Alex Fialho: Uptown, downtown, and across New York City’s five boroughs, trains like these have been taking people where they need to go since 1905.
Curator, Rajendra Roy: It's something that you probably rode on to get here, right? Interior New York Subway was shot seven months after the subway was born.
Alex Fialho: That’s Rajendra Roy. He’s the chief film curator here at MoMA.
Rajendra Roy: A document of a brand new modern marvel a system that would grow to be the largest in the world, but at that time was brand-spanking-new.
And the film itself is kind of a marvel of another new technology, which is the motion picture. So you have the kind of meeting of two technologies underground.
There was real concern, both with the film and in real life, that traveling in those tunnels with all of the steel columns that held up the street above you basically that would make you sick to look at right it would create this strobe effect that that would make people go crazy.
So this was actually a thrill ride for many folks of actually being able to travel this fast underground in the dark.

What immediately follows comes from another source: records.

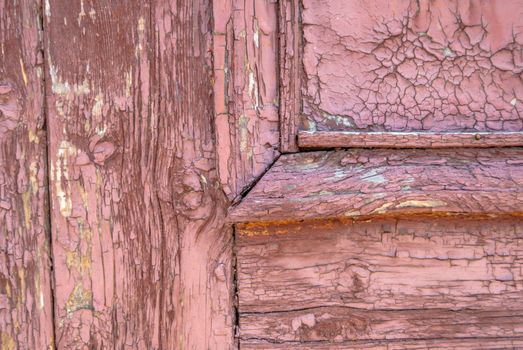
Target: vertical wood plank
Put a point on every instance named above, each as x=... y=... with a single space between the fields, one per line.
x=143 y=259
x=246 y=90
x=25 y=286
x=291 y=47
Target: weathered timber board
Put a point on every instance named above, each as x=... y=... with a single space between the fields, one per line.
x=346 y=139
x=142 y=257
x=434 y=344
x=245 y=53
x=26 y=319
x=362 y=183
x=344 y=280
x=444 y=65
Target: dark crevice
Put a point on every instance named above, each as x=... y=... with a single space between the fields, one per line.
x=47 y=159
x=253 y=183
x=373 y=340
x=236 y=298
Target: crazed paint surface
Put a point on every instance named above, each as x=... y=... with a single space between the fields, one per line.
x=413 y=65
x=142 y=256
x=365 y=183
x=25 y=272
x=344 y=284
x=246 y=90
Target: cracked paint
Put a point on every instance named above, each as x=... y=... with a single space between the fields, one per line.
x=412 y=65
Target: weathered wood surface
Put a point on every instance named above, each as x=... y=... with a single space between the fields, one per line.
x=245 y=90
x=338 y=323
x=418 y=65
x=26 y=320
x=360 y=183
x=497 y=343
x=291 y=66
x=341 y=280
x=142 y=257
x=346 y=139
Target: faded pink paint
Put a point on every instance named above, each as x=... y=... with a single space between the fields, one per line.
x=413 y=65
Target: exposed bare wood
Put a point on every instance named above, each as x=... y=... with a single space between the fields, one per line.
x=346 y=139
x=343 y=280
x=291 y=47
x=26 y=320
x=245 y=90
x=142 y=256
x=325 y=324
x=364 y=183
x=434 y=344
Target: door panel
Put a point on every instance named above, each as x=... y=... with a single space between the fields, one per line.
x=412 y=278
x=412 y=65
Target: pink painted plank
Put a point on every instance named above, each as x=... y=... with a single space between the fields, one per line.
x=443 y=65
x=346 y=139
x=362 y=183
x=26 y=317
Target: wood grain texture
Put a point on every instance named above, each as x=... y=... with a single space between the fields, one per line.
x=142 y=256
x=291 y=53
x=364 y=183
x=497 y=343
x=26 y=320
x=413 y=65
x=346 y=139
x=245 y=90
x=325 y=281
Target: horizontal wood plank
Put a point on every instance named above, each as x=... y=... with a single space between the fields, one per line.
x=446 y=344
x=365 y=183
x=346 y=324
x=389 y=279
x=391 y=264
x=345 y=139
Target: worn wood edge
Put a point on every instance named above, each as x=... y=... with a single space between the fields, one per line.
x=353 y=324
x=290 y=56
x=439 y=343
x=434 y=203
x=341 y=139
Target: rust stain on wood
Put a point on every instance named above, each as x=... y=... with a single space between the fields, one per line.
x=339 y=282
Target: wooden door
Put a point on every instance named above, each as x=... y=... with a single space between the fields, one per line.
x=261 y=174
x=410 y=236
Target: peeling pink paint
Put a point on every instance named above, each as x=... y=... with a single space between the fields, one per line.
x=413 y=65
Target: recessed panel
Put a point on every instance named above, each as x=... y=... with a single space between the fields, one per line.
x=422 y=66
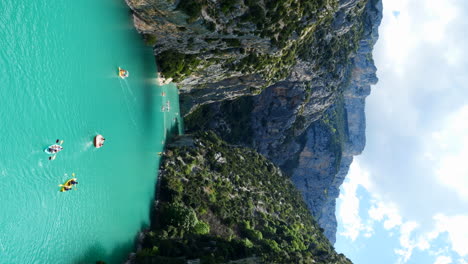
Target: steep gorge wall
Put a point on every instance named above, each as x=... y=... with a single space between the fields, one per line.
x=306 y=114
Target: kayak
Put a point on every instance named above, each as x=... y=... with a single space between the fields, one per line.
x=53 y=149
x=123 y=73
x=67 y=184
x=99 y=141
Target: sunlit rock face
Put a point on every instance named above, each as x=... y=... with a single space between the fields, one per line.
x=318 y=175
x=307 y=116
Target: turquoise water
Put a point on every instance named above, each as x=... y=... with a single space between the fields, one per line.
x=59 y=64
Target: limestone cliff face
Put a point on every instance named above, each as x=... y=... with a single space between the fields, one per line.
x=318 y=174
x=292 y=89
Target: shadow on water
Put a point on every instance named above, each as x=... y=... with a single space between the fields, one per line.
x=148 y=88
x=97 y=254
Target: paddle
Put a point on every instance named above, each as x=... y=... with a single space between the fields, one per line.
x=75 y=185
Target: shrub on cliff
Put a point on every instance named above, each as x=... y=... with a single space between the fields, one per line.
x=234 y=204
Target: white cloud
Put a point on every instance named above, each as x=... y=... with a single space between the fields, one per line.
x=388 y=211
x=457 y=229
x=448 y=149
x=407 y=244
x=443 y=260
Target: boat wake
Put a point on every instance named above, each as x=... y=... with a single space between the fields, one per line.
x=126 y=90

At the time, it was really like a show-and-tell, like, “Look at this brand spanking new thing that exists in New York,” that, eventually, obviously we associate with all classes in New York. And that kind of egalitarian nature of the New York subway system, I think, is something that's super important, This is literally something that connects all of us.
And one of the things I love the most about this film is that you can literally go downstairs get on the subway and experience it for yourself because it basically hasn't changed in over a hundred years.